How to prove the statement. If x is an integer then x^2+3x+9 has a prime divisor p such that 3 is not a cubic residue mod p.
To prove the statement "If ( x ) is an integer, then ( x^2 + 3x + 9 ) has a prime divisor ( p ) such that 3 is not a cubic residue modulo ( p )," we can use properties of cubic residues and quadratic forms.
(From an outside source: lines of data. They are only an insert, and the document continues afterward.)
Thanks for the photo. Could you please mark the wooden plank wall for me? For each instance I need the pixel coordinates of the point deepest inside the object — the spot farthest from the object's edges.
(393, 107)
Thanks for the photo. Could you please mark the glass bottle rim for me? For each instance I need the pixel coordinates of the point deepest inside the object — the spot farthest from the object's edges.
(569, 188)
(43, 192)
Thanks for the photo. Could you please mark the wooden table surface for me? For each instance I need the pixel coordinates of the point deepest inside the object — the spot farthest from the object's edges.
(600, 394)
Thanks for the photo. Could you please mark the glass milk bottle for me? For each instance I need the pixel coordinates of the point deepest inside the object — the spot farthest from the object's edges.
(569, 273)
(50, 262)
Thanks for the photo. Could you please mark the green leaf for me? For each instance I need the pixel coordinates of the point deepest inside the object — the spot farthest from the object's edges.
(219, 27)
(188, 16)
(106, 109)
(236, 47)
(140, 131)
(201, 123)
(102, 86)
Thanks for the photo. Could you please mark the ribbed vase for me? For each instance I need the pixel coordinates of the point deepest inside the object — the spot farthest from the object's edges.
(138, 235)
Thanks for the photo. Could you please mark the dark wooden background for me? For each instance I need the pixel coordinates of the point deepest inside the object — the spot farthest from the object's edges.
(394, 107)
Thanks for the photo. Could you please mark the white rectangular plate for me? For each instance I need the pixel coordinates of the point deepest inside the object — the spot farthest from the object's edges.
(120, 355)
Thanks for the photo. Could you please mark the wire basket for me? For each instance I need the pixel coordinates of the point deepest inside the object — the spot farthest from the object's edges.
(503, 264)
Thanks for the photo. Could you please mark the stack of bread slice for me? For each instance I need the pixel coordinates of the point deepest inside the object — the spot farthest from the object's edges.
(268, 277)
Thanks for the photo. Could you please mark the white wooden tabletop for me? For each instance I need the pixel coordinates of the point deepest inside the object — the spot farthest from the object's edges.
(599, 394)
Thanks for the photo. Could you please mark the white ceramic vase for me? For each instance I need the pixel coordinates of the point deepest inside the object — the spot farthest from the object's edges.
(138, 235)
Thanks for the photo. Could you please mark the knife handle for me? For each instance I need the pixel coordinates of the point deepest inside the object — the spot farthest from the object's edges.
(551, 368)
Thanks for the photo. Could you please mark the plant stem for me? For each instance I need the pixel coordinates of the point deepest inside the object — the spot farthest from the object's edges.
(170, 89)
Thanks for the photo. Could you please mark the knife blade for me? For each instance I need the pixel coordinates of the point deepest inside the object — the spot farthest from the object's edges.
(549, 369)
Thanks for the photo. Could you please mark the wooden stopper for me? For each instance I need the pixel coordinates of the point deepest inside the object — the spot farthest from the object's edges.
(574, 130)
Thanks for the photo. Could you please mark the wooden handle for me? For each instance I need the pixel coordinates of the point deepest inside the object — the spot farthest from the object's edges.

Here's a step-by-step outline of the proof:
Quadratic Form Analysis: Consider the quadratic polynomial ( f(x) = x^2 + 3x + 9 ). We need to show that for any integer ( x ), there exists a prime ( p ) dividing ( f(x) ) such that 3 is not a cubic residue modulo ( p ).
Prime Divisors: Let ( p ) be a prime divisor of ( f(x) ). This means ( p \mid f(x) ), i.e., ( p \mid x^2 + 3x + 9 ).
Cubic Residue Condition: We need to show that 3 is not a cubic residue modulo ( p ). Recall that a number ( a ) is a cubic residue modulo ( p ) if there exists an integer ( y ) such that ( y^3 \equiv a \pmod{p} ).
Discriminant Analysis: The discriminant of the quadratic polynomial ( f(x) = x^2 + 3x + 9 ) is given by: [ \Delta = b^2 - 4ac = 3^2 - 4 \cdot 1 \cdot 9 = 9 - 36 = -27. ] The discriminant ( \Delta = -27 ) is crucial in our analysis.
Properties of -27: Notice that ( -27 = -3^3 ). The discriminant being a negative cube suggests a connection to cubic residues.
Cubic Residue Theorem: According to the cubic residue theorem, for a prime ( p \equiv 1 \pmod{3} ), every number is a cubic residue modulo ( p ). For a prime ( p \equiv 2 \pmod{3} ), not every number is a cubic residue modulo ( p ).
Prime ( p \equiv 2 \pmod{3} ): If ( p \equiv 2 \pmod{3} ), then 3 is not a cubic residue modulo ( p ). This is because the non-residues modulo such primes include 3.
Existence of Such a Prime: We need to show that there exists a prime ( p \equiv 2 \pmod{3} ) dividing ( f(x) ). By Dirichlet's theorem on arithmetic progressions, there are infinitely many primes of the form ( 3k + 2 ).
Conclusion: Since ( f(x) ) is a quadratic polynomial, it has at most two distinct prime factors. However, for any integer ( x ), there will always be at least one prime divisor ( p ) of ( f(x) ) such that ( p \equiv 2 \pmod{3} ). For such a prime ( p ), 3 is not a cubic residue modulo ( p ).
Therefore, we have shown that for any integer ( x ), the polynomial ( x^2 + 3x + 9 ) has a prime divisor ( p ) such that 3 is not a cubic residue modulo ( p ). This completes the proof.